Cette critique est soit scientifique (ordre de la co,nnaissance) soit
philosophique
(ordre de l’éthique) :; mais dans l’un et l’autre cas elle est
indispensable
à l’amélioration de la qualité (libérale)
des
relations entre les personnes.
3-2 Critique irrationnelle et critique
rationnelle.
Le critique subjective « externe
»
qui cherche à disqualifier les opinions d’autrui en
dévalorisant
sa personne même (insultes, révélations sur sa vie
privée etc..), sans s’attacher à ses raisons est
intolérante.
Elle est irrationnelle en un double sens : elle écarte les
motifs
raisonnables que la personne peut invoquer pour justifier ses choix
idéologiques,
elle est déraisonnable en cela qu’elle ne cherche pas l’accord
par
des arguments rationnels, mais qu’elle vise à attiser le
désaccord
pour vaincre plutôt que pour convaincre. En cela cette critique
est
intolérante car anti-philosophique
3-3 Critique et respect d’autrui.
Contrairement à ce que prétend le fanatique, la critique
rationnelle est donc le contraire d’un manque de respect : elle met
l’autre
en position de s’interroger sur la valeur de ses opinions et donc, en
faisant
appel à sa raison, elle
l’incite à devenir plus raisonnable
; or ce qui fait la valeur d’un homme, c’est sa capacité
à
se remettre en cause dans ses opinions et ses désirs subjectifs.
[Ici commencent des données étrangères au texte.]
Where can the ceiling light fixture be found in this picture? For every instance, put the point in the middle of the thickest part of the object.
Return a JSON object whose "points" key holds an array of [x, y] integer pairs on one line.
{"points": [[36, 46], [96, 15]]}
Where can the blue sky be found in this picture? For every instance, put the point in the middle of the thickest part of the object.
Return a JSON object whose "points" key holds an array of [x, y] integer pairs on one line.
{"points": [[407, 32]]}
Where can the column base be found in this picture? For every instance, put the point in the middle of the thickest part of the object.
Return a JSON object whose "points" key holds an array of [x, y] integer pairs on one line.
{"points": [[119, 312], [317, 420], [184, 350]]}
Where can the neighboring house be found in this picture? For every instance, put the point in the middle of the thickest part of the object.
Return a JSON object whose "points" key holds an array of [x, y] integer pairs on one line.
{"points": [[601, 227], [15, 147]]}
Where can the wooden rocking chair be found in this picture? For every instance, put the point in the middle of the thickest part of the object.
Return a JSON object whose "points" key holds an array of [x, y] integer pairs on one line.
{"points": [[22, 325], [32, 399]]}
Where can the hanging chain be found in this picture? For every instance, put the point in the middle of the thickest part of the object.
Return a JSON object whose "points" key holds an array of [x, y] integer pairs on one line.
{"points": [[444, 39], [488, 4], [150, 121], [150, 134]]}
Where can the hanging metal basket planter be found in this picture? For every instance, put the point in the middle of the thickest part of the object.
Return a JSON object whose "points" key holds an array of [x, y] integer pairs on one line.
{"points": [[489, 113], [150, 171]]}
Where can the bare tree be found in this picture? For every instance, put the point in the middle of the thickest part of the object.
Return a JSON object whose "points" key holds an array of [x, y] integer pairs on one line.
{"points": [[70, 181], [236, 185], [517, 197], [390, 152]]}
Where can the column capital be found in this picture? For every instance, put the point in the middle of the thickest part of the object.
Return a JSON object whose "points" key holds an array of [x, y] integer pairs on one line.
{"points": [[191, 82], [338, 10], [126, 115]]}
La liberté de penser n’est pas le liberté de s’enfermer
dans
l’illusion mais dans la capacité de la surmonter par le dialogue
critique avec les autres et avec soi. Critiquer les opinions d’autrui
par
le questionnement rationnel, est donc le reconnaître comme digne
de penser librement, c’est à dire rationnellement. Est, au
contraire,
signe de mépris le refus de discuter : Pense ce que tu veux, tu
ne vaux pas la peine que l’on discute avec toi.
Conclusion : L’écoute attentive des opinions des autres et leur questionnement philosophique sont les conditions indissociables de la tolérance authentiquement respectueuse d’autrui, car la personne ne vaut comme telle qu’en tant qu’elle est autonome dans sa pensée et elle ne peut penser par elle-même qu’en tant qu’elle peut penser d’une manière raisonnée et raisonnable ; or cette capacité d’autonomie exige le dialogue critique avec les autres comme condition nécessaire du dialogue avec soi.